Wednesday, September 17, 2008

Oppressive Catholic Church

On the heels of my last post about fascism, I was directed from the Daily Dish to this piece on Beliefnet.com by Douglas Kmiec, a former Reagan official who is staunchly pro-life. In it he recounts the time earlier this year when he was denied Communion at his church because he was supporting Obama for president. Public shaming, public humiliation -- might as well have been a public flogging. Money quote:

With no further appeal possible and with my wife exiting in confusion, tears, and offended embarrassment, I returned to my place along. My place? Did I have a place any longer? Was I expected to leave? The double significance of losing the body of Christ--of not having ingested and no longer standing among "the body"--was suddenly all I could think of. Condemned for announcing to the world that I intended to vote for a man who I thought lived the Beatitudes. A black man; a caring man; a talented man. A man different from conservative self and yet calling me to find the best of that self. A man who, in so many ways, asks to care for the least advantaged as he seeks the public responsibility to carry with him, as if it was his own burden the plight of the marginalized and unemployed worker, the uninsured, the widowed mother grieving over a son lost in Iraq. Their hurts, far worse than mine. It was wrong to be damned; to be excluded from the grace of the sacrament of the Lord Jesus Christ, and all I could think was the old Tolstoy folk wisdom "God knows the truth, but waits."

I have attended Catholic or Episcopal masses a few times in my life. When friends got married, at the memorial of my friend Chris Newton who was killed on 9/11, or the funerals of my friend John's parents who died within a year of each other. But never just a typical Sunday Mass.
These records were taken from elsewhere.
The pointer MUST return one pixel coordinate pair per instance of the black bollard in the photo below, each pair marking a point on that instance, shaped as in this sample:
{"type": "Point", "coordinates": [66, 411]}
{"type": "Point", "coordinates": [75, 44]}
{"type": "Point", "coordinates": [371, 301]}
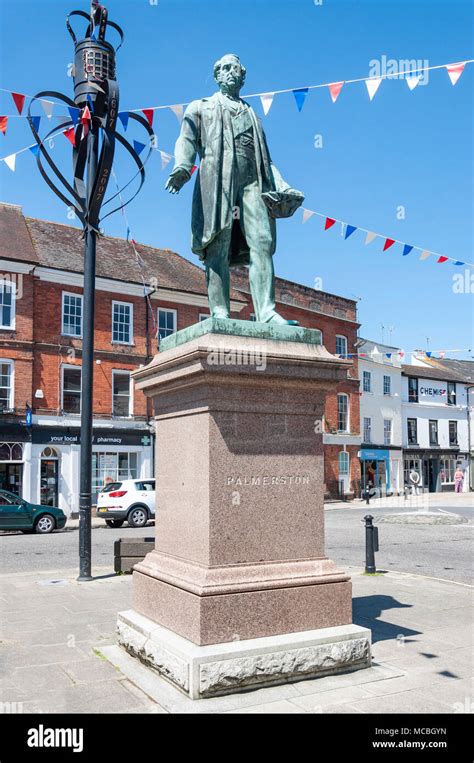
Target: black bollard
{"type": "Point", "coordinates": [371, 544]}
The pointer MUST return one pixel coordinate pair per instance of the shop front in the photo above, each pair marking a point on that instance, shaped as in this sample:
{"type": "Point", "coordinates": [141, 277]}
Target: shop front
{"type": "Point", "coordinates": [380, 468]}
{"type": "Point", "coordinates": [436, 469]}
{"type": "Point", "coordinates": [55, 462]}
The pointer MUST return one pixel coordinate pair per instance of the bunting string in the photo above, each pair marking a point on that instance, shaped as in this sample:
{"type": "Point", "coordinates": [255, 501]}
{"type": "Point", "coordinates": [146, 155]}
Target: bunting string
{"type": "Point", "coordinates": [412, 76]}
{"type": "Point", "coordinates": [347, 230]}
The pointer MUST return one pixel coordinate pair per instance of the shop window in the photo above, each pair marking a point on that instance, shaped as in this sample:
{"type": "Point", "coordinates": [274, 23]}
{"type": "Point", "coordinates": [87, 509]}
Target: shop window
{"type": "Point", "coordinates": [453, 433]}
{"type": "Point", "coordinates": [409, 465]}
{"type": "Point", "coordinates": [72, 315]}
{"type": "Point", "coordinates": [6, 385]}
{"type": "Point", "coordinates": [343, 463]}
{"type": "Point", "coordinates": [167, 320]}
{"type": "Point", "coordinates": [451, 393]}
{"type": "Point", "coordinates": [433, 429]}
{"type": "Point", "coordinates": [71, 389]}
{"type": "Point", "coordinates": [342, 413]}
{"type": "Point", "coordinates": [447, 470]}
{"type": "Point", "coordinates": [412, 390]}
{"type": "Point", "coordinates": [341, 345]}
{"type": "Point", "coordinates": [412, 431]}
{"type": "Point", "coordinates": [7, 305]}
{"type": "Point", "coordinates": [122, 322]}
{"type": "Point", "coordinates": [112, 467]}
{"type": "Point", "coordinates": [121, 393]}
{"type": "Point", "coordinates": [367, 429]}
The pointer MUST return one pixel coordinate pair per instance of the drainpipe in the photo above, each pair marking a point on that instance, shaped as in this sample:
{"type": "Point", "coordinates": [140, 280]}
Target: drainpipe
{"type": "Point", "coordinates": [469, 464]}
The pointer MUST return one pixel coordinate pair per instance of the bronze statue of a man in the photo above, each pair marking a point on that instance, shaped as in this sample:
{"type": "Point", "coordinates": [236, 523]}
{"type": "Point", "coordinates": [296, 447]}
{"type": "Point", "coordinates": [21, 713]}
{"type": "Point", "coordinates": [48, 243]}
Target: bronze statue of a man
{"type": "Point", "coordinates": [232, 223]}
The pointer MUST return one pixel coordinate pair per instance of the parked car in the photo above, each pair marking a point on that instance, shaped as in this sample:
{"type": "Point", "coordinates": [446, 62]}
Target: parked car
{"type": "Point", "coordinates": [130, 500]}
{"type": "Point", "coordinates": [18, 514]}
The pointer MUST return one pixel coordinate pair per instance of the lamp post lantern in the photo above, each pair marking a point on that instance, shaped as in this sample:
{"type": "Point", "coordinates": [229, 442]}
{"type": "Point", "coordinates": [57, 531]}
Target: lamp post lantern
{"type": "Point", "coordinates": [91, 128]}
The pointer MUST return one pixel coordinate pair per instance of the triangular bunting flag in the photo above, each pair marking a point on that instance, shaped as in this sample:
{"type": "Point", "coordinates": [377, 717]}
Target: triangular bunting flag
{"type": "Point", "coordinates": [149, 114]}
{"type": "Point", "coordinates": [69, 134]}
{"type": "Point", "coordinates": [178, 111]}
{"type": "Point", "coordinates": [412, 81]}
{"type": "Point", "coordinates": [455, 71]}
{"type": "Point", "coordinates": [19, 101]}
{"type": "Point", "coordinates": [266, 100]}
{"type": "Point", "coordinates": [10, 161]}
{"type": "Point", "coordinates": [124, 116]}
{"type": "Point", "coordinates": [74, 114]}
{"type": "Point", "coordinates": [373, 85]}
{"type": "Point", "coordinates": [334, 89]}
{"type": "Point", "coordinates": [165, 159]}
{"type": "Point", "coordinates": [138, 146]}
{"type": "Point", "coordinates": [48, 107]}
{"type": "Point", "coordinates": [307, 213]}
{"type": "Point", "coordinates": [300, 96]}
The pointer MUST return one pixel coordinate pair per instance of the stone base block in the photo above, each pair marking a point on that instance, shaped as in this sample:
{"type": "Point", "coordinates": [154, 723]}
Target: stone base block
{"type": "Point", "coordinates": [206, 671]}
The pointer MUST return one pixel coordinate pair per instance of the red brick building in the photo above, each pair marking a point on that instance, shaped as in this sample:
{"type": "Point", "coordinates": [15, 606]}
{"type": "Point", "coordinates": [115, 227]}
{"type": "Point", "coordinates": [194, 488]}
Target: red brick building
{"type": "Point", "coordinates": [41, 345]}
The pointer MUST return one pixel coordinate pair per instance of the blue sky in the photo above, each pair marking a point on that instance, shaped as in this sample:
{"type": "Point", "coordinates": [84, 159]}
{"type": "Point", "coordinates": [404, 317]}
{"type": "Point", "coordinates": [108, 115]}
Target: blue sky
{"type": "Point", "coordinates": [403, 149]}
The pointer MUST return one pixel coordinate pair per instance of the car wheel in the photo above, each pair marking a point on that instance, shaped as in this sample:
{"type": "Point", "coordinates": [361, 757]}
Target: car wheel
{"type": "Point", "coordinates": [45, 524]}
{"type": "Point", "coordinates": [137, 517]}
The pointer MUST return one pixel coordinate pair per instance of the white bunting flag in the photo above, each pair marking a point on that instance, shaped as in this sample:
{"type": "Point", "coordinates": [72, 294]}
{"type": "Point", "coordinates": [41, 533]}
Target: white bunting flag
{"type": "Point", "coordinates": [413, 80]}
{"type": "Point", "coordinates": [178, 111]}
{"type": "Point", "coordinates": [48, 107]}
{"type": "Point", "coordinates": [10, 161]}
{"type": "Point", "coordinates": [455, 71]}
{"type": "Point", "coordinates": [373, 85]}
{"type": "Point", "coordinates": [307, 213]}
{"type": "Point", "coordinates": [165, 159]}
{"type": "Point", "coordinates": [267, 100]}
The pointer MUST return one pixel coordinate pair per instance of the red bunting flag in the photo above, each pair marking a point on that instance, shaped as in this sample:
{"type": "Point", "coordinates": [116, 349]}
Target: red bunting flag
{"type": "Point", "coordinates": [149, 114]}
{"type": "Point", "coordinates": [19, 101]}
{"type": "Point", "coordinates": [388, 243]}
{"type": "Point", "coordinates": [335, 88]}
{"type": "Point", "coordinates": [69, 134]}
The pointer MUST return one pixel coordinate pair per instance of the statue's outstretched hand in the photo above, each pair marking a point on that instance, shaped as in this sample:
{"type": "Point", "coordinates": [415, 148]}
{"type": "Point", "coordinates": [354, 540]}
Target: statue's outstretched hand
{"type": "Point", "coordinates": [177, 179]}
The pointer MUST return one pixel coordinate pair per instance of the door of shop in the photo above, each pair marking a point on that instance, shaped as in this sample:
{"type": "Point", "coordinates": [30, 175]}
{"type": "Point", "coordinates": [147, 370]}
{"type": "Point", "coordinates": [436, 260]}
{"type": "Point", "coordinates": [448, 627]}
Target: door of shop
{"type": "Point", "coordinates": [10, 477]}
{"type": "Point", "coordinates": [49, 482]}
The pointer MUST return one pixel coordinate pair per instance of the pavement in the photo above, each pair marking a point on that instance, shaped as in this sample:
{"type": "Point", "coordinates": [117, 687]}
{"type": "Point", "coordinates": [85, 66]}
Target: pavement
{"type": "Point", "coordinates": [59, 652]}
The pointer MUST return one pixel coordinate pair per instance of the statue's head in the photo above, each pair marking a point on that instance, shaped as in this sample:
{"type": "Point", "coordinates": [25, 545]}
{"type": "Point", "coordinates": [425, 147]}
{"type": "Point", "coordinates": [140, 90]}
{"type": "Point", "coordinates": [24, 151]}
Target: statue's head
{"type": "Point", "coordinates": [229, 74]}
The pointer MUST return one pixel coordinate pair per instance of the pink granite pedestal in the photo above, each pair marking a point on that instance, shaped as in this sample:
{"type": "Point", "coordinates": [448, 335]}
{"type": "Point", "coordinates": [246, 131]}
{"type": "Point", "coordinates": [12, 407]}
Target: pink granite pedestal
{"type": "Point", "coordinates": [239, 552]}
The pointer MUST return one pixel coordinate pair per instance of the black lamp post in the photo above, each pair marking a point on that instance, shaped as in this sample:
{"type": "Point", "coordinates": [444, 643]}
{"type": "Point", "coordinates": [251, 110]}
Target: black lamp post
{"type": "Point", "coordinates": [92, 131]}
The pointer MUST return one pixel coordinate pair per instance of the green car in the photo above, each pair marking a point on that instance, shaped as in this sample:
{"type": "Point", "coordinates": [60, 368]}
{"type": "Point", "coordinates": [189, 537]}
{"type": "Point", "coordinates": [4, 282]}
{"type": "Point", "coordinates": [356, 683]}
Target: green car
{"type": "Point", "coordinates": [18, 514]}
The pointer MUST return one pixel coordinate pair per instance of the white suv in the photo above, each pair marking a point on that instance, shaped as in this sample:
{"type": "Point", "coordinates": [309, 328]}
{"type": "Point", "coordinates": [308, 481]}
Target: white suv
{"type": "Point", "coordinates": [131, 500]}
Every time the priest encouraged non-Catholics or non-Anglicans to get in the line and participate in the communion ritual, even if just to receive a priestly blessing once at the front. I have never seen anyone denied communion before. I have never seen a vengeful act by a priest or heard a sermon that took political overtones and/or singled out a specific congregant for having views that were counter to church teaching. Although Kmiec eventually received an apology from the priest after intercession by Cardinal Roger Mahoney, I can't help but wonder if Kmiec still believes he has a place in the church. The last sentence of the piece, which contains the lesson he learned, offers a glimpse:
Any Voter Guide even hinting at a Catholic duty as a matter of faith and morals
to vote against Senator Obama is seriously in error.